Nope. Gross margins are near new ten year highs at 63%. Profits?
Ditto. Near new all time highs. If this is what decline looks like, I'll take a double portion please. Finally, let's take a look at what owning a slice of this cash generating monster will cost you:
The stock is now trading at about the lowest price to earnings ratio of the last ten years. At less than 12 times trailing earnings, Intel is solidly in bargain basement territory.
As great as all these data points are, the best reason for owning Intel is not their geyser of earnings or low valuation. Those are great, but what really sets Intel apart from most publicly listed companies is what they do with their earnings. They give it back to shareholders. A radical idea, I know. You would think that this would be more common, but it really isn't. The media gets all excited every time earnings season rolls around, and reports that company X made this and company Y made that, but that's just the first step in creating value for shareholders. The next is taking that money and getting it to shareholders. Warren Buffett has hammered on this point again and again over the years (if you have not read his annual reports here, you really should).
The fact is that if your company makes a dollar, you as the shareholder are unlikely to ever see more than a small fraction of that. I know, I know, companies have to reinvest to keep the business going, but all too often prior earnings are frittered away on ill conceived acquisitions or stock grants (where the company buys stock back and then hands it out to employees in option grants).
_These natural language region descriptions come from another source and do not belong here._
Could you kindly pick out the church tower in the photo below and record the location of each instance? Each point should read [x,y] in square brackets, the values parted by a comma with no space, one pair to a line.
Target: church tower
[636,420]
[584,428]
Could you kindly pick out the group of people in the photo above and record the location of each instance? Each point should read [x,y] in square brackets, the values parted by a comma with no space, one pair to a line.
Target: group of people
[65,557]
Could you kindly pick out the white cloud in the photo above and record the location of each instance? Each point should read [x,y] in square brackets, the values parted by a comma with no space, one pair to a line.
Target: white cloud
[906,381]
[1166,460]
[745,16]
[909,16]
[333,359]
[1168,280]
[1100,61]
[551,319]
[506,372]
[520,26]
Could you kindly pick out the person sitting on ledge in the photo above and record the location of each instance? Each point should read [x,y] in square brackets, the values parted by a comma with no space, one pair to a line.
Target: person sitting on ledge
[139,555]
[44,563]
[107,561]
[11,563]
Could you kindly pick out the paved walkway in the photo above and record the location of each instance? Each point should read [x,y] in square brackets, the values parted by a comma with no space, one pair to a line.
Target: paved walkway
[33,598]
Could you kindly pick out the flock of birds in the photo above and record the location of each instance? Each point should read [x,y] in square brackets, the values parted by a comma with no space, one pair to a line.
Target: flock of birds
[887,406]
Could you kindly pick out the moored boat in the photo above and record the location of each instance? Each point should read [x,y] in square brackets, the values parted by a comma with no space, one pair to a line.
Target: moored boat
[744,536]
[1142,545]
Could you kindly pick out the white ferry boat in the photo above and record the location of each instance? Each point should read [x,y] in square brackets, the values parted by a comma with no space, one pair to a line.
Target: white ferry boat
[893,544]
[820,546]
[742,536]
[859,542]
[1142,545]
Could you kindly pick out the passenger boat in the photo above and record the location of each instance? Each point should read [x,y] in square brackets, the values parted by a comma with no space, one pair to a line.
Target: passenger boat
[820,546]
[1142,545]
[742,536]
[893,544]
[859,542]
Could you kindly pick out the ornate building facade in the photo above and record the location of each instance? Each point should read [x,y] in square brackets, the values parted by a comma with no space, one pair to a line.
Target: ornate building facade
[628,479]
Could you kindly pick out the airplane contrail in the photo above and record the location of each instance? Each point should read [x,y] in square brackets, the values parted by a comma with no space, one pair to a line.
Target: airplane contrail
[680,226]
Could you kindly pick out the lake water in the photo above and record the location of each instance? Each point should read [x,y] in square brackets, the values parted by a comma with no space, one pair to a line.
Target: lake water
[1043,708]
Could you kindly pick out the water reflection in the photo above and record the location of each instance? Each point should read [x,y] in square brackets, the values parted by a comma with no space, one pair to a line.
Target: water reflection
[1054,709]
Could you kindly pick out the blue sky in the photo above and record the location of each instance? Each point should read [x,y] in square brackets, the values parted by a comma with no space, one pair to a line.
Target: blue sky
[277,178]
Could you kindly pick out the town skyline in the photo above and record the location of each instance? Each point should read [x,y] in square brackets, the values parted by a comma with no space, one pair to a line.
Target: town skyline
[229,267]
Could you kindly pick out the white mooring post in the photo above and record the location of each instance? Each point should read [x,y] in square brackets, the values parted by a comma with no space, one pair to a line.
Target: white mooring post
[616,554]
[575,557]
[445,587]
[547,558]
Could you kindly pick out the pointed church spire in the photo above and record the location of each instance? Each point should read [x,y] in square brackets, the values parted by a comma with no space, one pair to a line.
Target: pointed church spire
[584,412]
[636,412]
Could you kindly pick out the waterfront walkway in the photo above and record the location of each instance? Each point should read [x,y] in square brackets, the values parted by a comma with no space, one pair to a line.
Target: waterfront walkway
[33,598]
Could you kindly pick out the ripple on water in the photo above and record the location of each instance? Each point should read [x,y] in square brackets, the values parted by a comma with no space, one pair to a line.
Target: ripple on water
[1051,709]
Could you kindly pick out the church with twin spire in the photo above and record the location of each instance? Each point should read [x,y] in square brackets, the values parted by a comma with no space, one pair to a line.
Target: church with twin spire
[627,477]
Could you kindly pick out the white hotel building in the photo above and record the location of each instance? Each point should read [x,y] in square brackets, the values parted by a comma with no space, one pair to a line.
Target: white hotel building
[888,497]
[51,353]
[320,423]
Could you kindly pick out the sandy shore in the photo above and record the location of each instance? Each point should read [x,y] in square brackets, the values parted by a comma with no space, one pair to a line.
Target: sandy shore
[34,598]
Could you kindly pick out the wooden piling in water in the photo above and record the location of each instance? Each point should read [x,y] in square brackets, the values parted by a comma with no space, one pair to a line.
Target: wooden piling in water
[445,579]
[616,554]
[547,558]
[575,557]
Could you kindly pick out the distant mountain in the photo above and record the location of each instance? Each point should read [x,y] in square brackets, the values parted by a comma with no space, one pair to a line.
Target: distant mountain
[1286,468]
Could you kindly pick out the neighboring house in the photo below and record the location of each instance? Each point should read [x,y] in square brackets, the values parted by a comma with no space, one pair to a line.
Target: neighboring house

So just how shareholder friendly has Intel been? Very.
To get an idea of how responsible a company is with shareholder money, I like to do a simple cash flow analysis over the past 10 years. This allows plenty of time for earnings to make their way into shareholder pockets. Just follow the money.
Over the past 10 years Intel has reported aggregate earnings of 71 billion. Over that time they paid out 22.5 billion in dividends, and reduced the number of shares outstanding by 1.45 billion at a current value of about 40 billion (they actually spent 46.5 billion buying shares, but they only get credit for the value of retired shares).
Dividing the money that went to shareholders (62.5 billion) by the money that was earned (71 billion) gets us what I call the Earnings Conversion ratio. In Intel's case it's 88%, which is fantastic, and the kind of figure you are more likely to find in a shareholder friendly cash machine like Philip Morris than a tech company. As a final check, I look at tangible book value to make sure that the company isn't using debt to finance distributions. Intel isn't. Tangible book is slightly higher now than it was ten years ago.
So, not only does Intel make buckets of cash, but their buckets don't leak, allowing shareholders to get the full benefit of all that earning power. That's rare - even more rare than Intel's terrific earning power, great margins, and current low valuation -- and that makes it my number one reason that Intel is a great stock to own.
I would be curious how important profit conversion is to the Seeking Alpha community when you are making investment decisions. Does anyone have another metric they like to use to illuminate how much of a company's earnings reach shareholders?